Exam angle: Factoring + algebra accuracy.

Example 4: Simpson’s Rule from a table (BC)

Approximate \int_0^4 f(x)\,dx using Simpson’s Rule with n=4 and values f(0)=1, f(1)=3, f(2)=2, f(3)=5, f(4)=4.

• \Delta x = \frac{4-0}{4}=1.
• S_4=\frac{1}{3}\left[f(0)+4f(1)+2f(2)+4f(3)+f(4)\right]
• S_4=\frac{1}{3}\left[1+4(3)+2(2)+4(5)+4\right]=\frac{1}{3}(1+12+4+20+4)=\frac{41}{3}.

Exam angle: Coefficient pattern 1,4,2,4,\dots,2,4,1 and even n.

Common Mistakes & Traps

1. Forgetting +C (indefinite integrals)

   • Wrong: treating an antiderivative as a single function.
   • Fix: if there’s no bounds, add +C automatically.

2. Bad u choice or not converting everything to u

   • Wrong: after substituting, leaving stray x terms.
   • Fix: solve for x in terms of u if needed, or choose a cleaner u.

3. Not changing bounds (or double-changing) in definite u-sub

   • Wrong: switching to u but still plugging in x=a,b.
   • Fix: choose ONE approach:
     • Convert bounds to u and stay in u, or
     • switch back to x before evaluating.

4. Sign errors with trig derivatives/antiderivatives

   • Common slips: \int \sin x\,dx and \int \csc^2 x\,dx.
   • Fix: memorize the “negative” ones: \int \sin x\,dx=-\cos x + C and \int \csc^2 x\,dx=-\cot x + C.

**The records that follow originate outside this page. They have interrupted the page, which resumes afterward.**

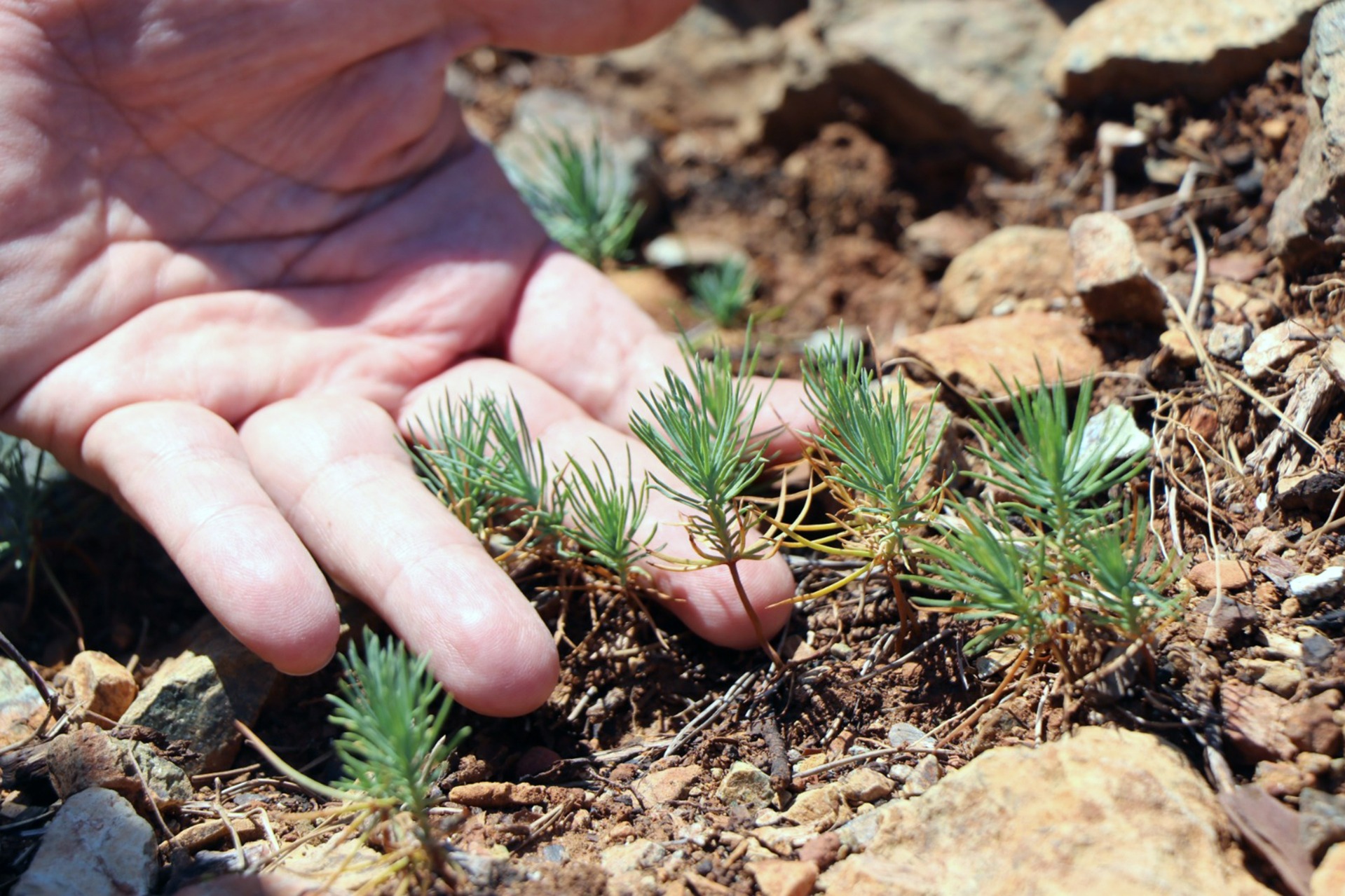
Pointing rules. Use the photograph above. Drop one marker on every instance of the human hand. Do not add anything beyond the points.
(243, 242)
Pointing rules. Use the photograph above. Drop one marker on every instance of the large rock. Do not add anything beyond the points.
(939, 71)
(1105, 811)
(96, 845)
(1016, 346)
(723, 78)
(950, 71)
(1306, 221)
(1144, 49)
(1009, 266)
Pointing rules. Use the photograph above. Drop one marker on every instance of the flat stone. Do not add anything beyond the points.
(1142, 49)
(1229, 574)
(90, 758)
(1276, 676)
(1254, 722)
(1311, 726)
(1012, 264)
(822, 850)
(99, 684)
(197, 697)
(1276, 347)
(96, 845)
(632, 857)
(746, 785)
(942, 237)
(22, 708)
(923, 777)
(865, 786)
(1017, 346)
(550, 113)
(1306, 223)
(664, 786)
(783, 878)
(1313, 588)
(817, 808)
(1109, 272)
(1105, 811)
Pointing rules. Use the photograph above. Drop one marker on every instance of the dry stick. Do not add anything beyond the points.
(39, 682)
(709, 713)
(1009, 677)
(906, 659)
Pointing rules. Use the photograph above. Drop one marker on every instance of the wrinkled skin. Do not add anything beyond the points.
(243, 242)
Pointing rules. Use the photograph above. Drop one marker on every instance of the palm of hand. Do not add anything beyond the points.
(264, 236)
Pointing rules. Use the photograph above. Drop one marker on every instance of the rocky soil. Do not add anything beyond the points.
(1144, 190)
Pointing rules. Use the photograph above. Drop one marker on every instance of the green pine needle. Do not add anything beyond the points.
(608, 514)
(392, 712)
(724, 291)
(580, 201)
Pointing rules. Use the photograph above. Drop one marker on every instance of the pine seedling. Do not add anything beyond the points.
(995, 576)
(1053, 474)
(881, 446)
(1124, 581)
(724, 291)
(479, 457)
(580, 201)
(873, 451)
(608, 516)
(452, 455)
(702, 429)
(392, 747)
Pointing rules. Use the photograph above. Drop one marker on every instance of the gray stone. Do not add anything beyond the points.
(942, 237)
(1321, 821)
(1308, 222)
(1106, 811)
(197, 697)
(96, 845)
(865, 786)
(90, 758)
(1144, 49)
(631, 857)
(1316, 588)
(1109, 273)
(1276, 346)
(923, 777)
(1229, 340)
(746, 785)
(22, 708)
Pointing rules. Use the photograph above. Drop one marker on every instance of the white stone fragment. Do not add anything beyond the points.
(1313, 588)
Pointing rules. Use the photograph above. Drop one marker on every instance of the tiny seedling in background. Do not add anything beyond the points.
(581, 201)
(723, 291)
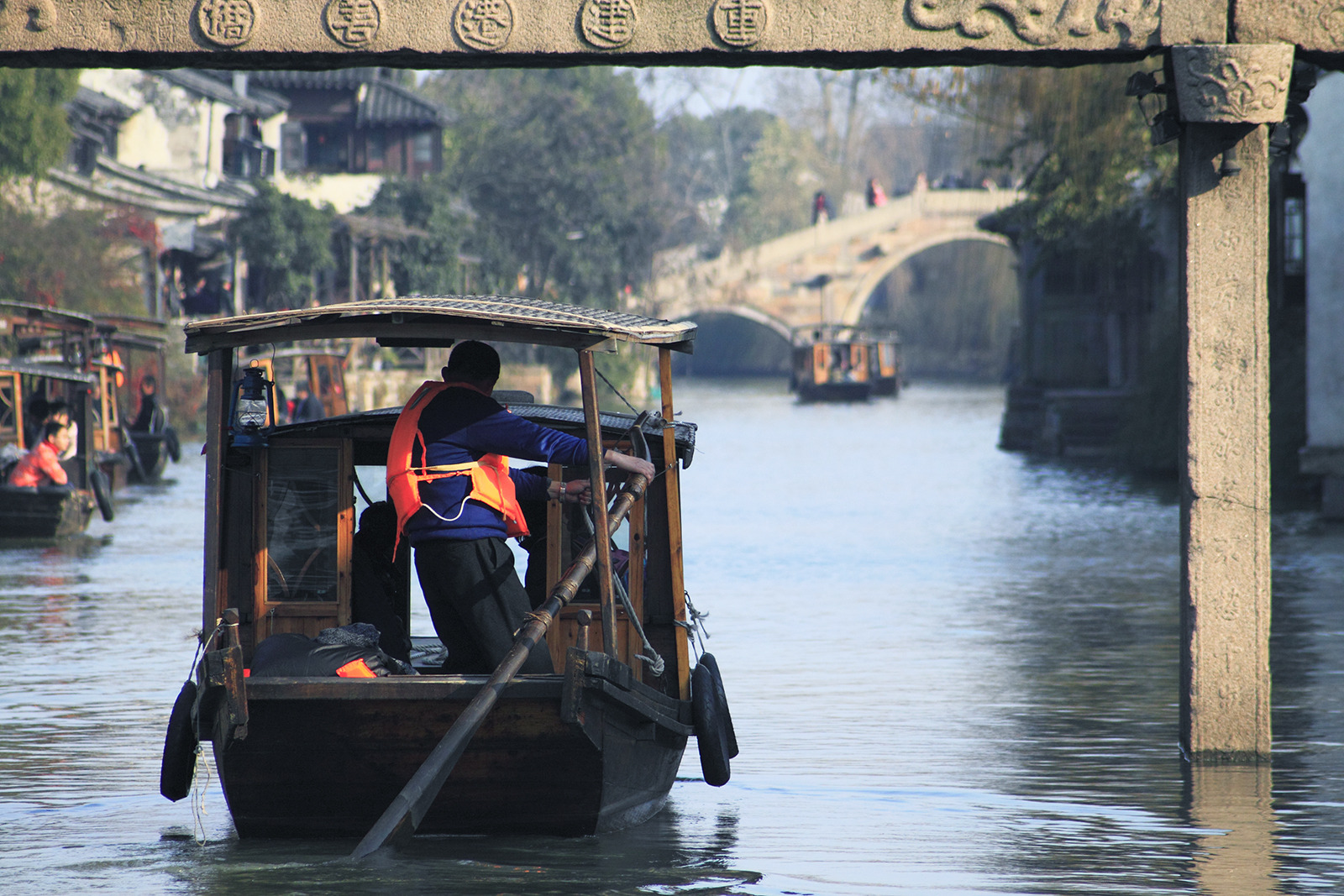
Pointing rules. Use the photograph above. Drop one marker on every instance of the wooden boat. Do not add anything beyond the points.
(589, 750)
(136, 437)
(53, 511)
(320, 367)
(831, 363)
(884, 362)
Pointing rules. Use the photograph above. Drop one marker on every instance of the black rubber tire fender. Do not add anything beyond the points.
(172, 445)
(179, 747)
(729, 732)
(102, 495)
(709, 727)
(134, 456)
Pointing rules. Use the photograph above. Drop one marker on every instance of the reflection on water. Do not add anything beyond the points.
(1236, 802)
(952, 671)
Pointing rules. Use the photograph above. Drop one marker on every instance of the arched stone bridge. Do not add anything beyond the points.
(828, 270)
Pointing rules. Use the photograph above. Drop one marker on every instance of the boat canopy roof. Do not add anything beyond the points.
(441, 320)
(143, 333)
(51, 318)
(50, 371)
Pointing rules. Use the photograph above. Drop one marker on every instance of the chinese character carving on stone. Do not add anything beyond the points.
(37, 15)
(354, 22)
(608, 23)
(1233, 82)
(484, 24)
(1041, 22)
(739, 23)
(226, 23)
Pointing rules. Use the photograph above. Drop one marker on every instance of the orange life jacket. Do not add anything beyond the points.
(491, 483)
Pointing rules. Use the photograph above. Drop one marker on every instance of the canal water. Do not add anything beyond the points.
(952, 671)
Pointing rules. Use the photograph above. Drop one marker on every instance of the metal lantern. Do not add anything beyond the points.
(252, 409)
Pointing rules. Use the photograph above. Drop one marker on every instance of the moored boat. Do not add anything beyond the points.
(55, 511)
(831, 363)
(45, 362)
(884, 362)
(591, 748)
(138, 439)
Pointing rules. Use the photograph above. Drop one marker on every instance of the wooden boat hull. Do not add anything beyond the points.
(154, 457)
(44, 513)
(835, 391)
(885, 385)
(326, 757)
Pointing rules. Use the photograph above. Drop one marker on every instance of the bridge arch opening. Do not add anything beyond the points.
(954, 305)
(734, 344)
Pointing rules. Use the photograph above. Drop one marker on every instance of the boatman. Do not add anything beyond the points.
(456, 497)
(42, 465)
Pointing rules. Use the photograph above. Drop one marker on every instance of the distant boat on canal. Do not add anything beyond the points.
(843, 363)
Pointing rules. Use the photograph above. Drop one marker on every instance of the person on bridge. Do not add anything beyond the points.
(42, 465)
(457, 501)
(822, 211)
(877, 196)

5. IBP setup mistakes (mixing up u and dv or missing parentheses)

   • Wrong: using \int u\,dv = uv + \int v\,du (sign wrong) or dropping a factor.
   • Fix: write the formula every time: \int u\,dv = uv - \int v\,du.

6. Partial fractions before long division

   • Wrong: trying PF when \deg P \ge \deg Q.
   • Fix: divide first, then decompose the proper fraction.

7. Dropping absolute values in log answers

   • Wrong: \int \frac{1}{x-2}\,dx = \ln(x-2)+C.
   • Fix: always write \ln|x-2|+C.

8. Improper integrals: evaluating like normal definite integrals

   • Wrong: plugging in the “bad” endpoint directly.
   • Fix: replace with a limit and check convergence.

Memory Aids & Quick Tricks

Quick Review Checklist

• You can instantly recognize when to use basic rules vs u-sub vs IBP vs partial fractions.
• You know the must-have antiderivatives (power/log/exp/trig/inverse trig) and the signs.
• For u-sub, you rewrite **everything** in u (and handle bounds correctly).
• For IBP, you use \int u\,dv = uv - \int v\,du and choose u using LIATE.
• For rational functions, you long divide first if needed, then partial fractions.
• For trig powers, you use odd/even strategies and half-angle when both even.
• For improper integrals, you convert to a limit and decide converge/diverge.
• For numerical methods, you can compute T_n and S_n and remember Simpson needs **even** n.

You’ve got the tools—now it’s just recognition + clean algebra.